Research & Papers

MotionMERGE unifies fine-grained human motion editing and reasoning in one LLM framework

837K atomic triplets enable localized body part control with chain-of-thought reasoning

Deep Dive

MotionMERGE is a new unified framework from researchers at multiple institutions that tackles the fundamental granularity gap in human motion-language models. Existing systems operate at a coarse level, lacking the fine-grained control over specific body parts and temporal sequences needed for animation or interactive applications. MotionMERGE addresses this by explicitly modeling motion at both part-level and temporal granularity within a single large language model (LLM), endowing it with robust priors for precise, localized control.
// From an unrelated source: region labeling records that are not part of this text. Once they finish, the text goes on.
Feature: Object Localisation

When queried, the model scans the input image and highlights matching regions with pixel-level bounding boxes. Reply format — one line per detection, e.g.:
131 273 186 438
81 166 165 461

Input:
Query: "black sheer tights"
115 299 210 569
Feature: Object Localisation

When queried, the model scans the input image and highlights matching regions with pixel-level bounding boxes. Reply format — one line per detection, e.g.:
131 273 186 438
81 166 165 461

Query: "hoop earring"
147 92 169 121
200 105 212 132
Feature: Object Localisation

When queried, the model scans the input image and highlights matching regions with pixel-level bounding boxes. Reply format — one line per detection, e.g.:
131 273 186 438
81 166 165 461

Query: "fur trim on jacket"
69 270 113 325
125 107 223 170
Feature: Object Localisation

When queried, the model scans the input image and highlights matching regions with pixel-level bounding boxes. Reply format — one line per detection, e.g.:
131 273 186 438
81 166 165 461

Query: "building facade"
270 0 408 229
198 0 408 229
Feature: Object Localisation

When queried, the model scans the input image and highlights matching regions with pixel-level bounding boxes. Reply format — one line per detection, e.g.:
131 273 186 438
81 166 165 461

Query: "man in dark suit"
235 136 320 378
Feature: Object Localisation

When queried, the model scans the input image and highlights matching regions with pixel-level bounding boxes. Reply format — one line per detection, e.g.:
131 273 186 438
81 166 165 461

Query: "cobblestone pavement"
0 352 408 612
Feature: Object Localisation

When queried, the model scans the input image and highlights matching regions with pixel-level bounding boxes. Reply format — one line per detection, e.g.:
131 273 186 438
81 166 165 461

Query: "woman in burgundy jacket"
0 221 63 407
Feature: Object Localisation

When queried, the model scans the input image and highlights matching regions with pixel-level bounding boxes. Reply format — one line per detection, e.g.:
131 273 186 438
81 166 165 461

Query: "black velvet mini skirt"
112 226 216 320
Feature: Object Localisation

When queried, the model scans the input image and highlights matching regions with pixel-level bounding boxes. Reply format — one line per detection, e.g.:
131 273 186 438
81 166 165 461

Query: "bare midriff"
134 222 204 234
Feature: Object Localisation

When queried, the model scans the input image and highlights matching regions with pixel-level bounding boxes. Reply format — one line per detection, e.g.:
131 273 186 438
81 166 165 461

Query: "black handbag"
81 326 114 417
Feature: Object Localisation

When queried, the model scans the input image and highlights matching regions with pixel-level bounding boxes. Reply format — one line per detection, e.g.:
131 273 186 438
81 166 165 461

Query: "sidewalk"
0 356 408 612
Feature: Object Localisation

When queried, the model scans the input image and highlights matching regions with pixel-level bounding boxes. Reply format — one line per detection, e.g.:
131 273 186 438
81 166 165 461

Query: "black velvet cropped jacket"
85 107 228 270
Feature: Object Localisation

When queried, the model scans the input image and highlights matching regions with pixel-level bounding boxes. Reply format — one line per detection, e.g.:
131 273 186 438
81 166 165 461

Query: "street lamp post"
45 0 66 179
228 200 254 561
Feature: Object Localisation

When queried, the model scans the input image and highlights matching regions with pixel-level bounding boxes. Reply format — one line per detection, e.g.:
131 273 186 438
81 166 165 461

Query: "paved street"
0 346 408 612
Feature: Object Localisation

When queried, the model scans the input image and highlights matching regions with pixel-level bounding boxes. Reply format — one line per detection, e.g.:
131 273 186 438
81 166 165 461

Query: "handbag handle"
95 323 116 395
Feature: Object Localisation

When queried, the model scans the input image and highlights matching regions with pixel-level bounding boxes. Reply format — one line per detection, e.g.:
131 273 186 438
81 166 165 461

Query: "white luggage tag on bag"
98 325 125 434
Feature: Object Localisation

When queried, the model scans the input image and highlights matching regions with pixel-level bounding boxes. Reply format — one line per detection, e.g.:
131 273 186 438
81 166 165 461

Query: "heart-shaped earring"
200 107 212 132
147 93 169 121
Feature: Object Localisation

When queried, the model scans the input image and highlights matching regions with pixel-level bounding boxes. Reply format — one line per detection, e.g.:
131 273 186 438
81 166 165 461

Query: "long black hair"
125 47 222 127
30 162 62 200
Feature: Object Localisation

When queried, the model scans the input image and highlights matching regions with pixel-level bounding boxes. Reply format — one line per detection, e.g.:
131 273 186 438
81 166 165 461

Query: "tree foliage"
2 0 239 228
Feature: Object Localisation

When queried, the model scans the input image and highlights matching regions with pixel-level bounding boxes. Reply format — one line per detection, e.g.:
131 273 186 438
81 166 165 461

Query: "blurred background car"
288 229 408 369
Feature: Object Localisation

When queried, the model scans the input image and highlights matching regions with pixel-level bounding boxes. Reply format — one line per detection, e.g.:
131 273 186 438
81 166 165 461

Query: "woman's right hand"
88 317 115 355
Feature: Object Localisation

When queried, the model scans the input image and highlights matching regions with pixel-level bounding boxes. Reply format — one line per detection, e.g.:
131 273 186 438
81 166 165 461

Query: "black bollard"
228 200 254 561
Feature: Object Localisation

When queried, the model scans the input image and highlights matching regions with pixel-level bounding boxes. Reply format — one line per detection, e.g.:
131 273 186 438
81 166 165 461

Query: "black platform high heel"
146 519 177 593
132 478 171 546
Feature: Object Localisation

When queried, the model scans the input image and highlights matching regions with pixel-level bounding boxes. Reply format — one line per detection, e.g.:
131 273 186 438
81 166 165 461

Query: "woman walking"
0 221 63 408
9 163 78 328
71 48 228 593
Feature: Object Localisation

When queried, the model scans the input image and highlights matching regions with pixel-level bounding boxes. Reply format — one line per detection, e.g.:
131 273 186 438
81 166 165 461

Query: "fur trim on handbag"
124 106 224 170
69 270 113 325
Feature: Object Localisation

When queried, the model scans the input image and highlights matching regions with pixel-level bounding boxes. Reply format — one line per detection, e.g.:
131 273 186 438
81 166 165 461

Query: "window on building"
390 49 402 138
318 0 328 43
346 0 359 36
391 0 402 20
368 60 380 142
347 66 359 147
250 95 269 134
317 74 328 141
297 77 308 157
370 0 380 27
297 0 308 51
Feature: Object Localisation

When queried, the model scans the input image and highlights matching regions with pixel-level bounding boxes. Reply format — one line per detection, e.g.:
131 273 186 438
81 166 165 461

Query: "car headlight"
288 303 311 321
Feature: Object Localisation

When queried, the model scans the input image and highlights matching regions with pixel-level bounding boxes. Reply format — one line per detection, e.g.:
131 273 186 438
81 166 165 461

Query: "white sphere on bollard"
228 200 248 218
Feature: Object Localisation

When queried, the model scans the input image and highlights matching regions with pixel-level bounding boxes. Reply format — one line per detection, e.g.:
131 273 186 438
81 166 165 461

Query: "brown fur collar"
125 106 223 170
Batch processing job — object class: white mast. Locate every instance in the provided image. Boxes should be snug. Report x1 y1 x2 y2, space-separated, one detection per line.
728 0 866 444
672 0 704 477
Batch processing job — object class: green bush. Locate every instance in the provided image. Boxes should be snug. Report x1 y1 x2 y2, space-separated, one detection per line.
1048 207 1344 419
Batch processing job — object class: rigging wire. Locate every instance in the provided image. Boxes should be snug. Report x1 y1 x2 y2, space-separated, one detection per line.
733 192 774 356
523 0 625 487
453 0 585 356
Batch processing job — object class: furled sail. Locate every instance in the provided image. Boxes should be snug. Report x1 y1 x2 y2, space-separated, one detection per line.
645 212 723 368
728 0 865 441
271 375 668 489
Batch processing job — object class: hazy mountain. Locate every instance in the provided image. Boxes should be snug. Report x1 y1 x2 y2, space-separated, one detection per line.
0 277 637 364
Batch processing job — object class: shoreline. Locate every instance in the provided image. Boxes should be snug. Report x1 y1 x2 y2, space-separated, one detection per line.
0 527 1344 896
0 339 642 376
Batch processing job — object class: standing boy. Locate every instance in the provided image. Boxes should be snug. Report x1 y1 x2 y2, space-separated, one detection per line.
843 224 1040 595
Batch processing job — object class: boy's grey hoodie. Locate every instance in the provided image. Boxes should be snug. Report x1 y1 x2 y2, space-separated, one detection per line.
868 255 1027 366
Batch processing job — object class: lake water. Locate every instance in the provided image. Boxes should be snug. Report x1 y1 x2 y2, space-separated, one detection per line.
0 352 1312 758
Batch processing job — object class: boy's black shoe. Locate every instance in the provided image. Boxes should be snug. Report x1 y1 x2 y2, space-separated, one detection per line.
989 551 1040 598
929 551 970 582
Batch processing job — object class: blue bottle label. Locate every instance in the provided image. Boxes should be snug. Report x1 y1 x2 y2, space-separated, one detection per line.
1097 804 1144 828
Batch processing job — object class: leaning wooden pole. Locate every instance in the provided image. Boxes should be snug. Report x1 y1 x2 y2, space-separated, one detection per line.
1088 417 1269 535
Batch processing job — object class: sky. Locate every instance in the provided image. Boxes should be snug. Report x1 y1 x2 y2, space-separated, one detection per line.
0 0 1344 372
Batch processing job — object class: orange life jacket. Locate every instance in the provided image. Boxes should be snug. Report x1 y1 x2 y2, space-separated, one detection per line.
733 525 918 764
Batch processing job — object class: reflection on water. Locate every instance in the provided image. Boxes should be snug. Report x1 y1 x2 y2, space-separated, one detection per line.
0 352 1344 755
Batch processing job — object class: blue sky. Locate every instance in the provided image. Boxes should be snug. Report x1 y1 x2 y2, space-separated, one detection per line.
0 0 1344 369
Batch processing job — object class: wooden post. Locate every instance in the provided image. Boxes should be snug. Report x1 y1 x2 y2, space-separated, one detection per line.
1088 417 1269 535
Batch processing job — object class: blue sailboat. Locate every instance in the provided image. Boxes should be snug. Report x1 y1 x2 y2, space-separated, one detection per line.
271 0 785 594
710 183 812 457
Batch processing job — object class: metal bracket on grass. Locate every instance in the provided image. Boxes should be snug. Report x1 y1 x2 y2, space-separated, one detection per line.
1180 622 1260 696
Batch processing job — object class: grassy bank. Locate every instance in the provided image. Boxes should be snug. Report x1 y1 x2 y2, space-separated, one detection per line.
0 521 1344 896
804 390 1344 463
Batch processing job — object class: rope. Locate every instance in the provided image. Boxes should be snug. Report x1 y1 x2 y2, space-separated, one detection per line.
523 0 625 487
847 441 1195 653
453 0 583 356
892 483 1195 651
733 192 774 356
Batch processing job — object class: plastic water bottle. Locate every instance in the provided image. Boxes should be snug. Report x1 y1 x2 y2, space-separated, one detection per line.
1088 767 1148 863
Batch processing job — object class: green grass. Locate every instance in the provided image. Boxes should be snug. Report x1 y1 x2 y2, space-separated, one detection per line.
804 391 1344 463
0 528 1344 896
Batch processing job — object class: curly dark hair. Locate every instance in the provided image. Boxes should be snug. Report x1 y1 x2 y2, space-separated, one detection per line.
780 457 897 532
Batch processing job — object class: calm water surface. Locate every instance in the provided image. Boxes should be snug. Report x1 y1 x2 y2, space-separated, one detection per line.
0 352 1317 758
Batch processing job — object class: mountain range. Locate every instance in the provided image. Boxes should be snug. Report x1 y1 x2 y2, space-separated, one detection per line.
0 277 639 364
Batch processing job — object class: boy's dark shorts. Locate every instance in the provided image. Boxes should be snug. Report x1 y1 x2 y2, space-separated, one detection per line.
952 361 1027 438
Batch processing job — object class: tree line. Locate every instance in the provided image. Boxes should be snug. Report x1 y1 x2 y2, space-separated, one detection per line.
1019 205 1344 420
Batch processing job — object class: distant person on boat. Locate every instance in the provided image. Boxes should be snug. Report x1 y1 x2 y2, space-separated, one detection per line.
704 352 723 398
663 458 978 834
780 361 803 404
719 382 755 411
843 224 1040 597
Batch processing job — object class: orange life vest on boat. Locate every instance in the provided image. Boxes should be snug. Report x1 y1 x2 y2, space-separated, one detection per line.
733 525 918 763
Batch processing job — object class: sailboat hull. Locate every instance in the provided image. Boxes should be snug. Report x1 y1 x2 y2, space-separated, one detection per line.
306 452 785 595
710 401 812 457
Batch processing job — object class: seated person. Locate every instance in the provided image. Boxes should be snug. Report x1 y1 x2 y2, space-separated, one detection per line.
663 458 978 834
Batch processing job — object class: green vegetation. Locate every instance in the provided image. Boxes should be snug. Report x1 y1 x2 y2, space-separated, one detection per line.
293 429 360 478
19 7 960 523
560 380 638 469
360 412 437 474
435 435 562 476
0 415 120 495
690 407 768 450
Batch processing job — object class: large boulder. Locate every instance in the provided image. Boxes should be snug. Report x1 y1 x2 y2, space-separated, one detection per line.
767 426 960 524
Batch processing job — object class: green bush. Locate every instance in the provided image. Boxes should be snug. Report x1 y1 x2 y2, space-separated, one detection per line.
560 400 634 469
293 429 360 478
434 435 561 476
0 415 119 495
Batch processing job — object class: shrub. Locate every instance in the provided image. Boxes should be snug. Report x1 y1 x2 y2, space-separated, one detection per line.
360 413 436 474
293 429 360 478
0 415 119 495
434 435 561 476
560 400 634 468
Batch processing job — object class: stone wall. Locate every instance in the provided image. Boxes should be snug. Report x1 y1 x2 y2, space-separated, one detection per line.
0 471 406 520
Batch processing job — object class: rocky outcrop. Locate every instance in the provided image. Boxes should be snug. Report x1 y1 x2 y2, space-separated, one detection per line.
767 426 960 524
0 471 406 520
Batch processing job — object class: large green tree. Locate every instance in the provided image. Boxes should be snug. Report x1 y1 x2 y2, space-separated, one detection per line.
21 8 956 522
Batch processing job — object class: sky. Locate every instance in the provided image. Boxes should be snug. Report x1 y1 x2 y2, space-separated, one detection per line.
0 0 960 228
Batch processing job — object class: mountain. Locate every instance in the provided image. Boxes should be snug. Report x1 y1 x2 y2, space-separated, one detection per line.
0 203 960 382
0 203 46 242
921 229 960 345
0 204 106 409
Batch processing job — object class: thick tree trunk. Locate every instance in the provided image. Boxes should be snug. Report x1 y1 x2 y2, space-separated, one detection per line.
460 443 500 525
The framework introduces a novel Reasoning-Aware Granularity-Synergy pre-training strategy that jointly supervises cross-granularity alignment, temporal grounding, localized alignment, motion coherency, and motion-grounded chain-of-thought (CoT) reasoning. To support this, the team curated MotionFineEdit, a large-scale dataset containing 837K atomic triplets and 144K complex triplets — the first to include fine-grained spatio-temporal corrective instructions and motion-grounded CoT annotations. Extensive experiments demonstrate MotionMERGE's superior performance in motion generation, understanding, and editing, as well as compelling zero-shot generalization to other complex motion tasks, marking a significant step toward human-like motion interaction.

Key Points
  • MotionMERGE models motion at part-level and temporal granularity within a single LLM, enabling localized editing and detailed understanding of body parts.
  • The Reasoning-Aware Granularity-Synergy pre-training strategy jointly optimizes cross-granularity alignment, temporal grounding, and chain-of-thought reasoning.
  • MotionFineEdit dataset (837K atomic + 144K complex triplets) is the first to provide fine-grained spatio-temporal corrective instructions and motion-grounded CoT annotations.

Why It Matters

Brings precise, reasoning-driven motion control to LLMs, unlocking new possibilities for animation, VR, and human-robot interaction.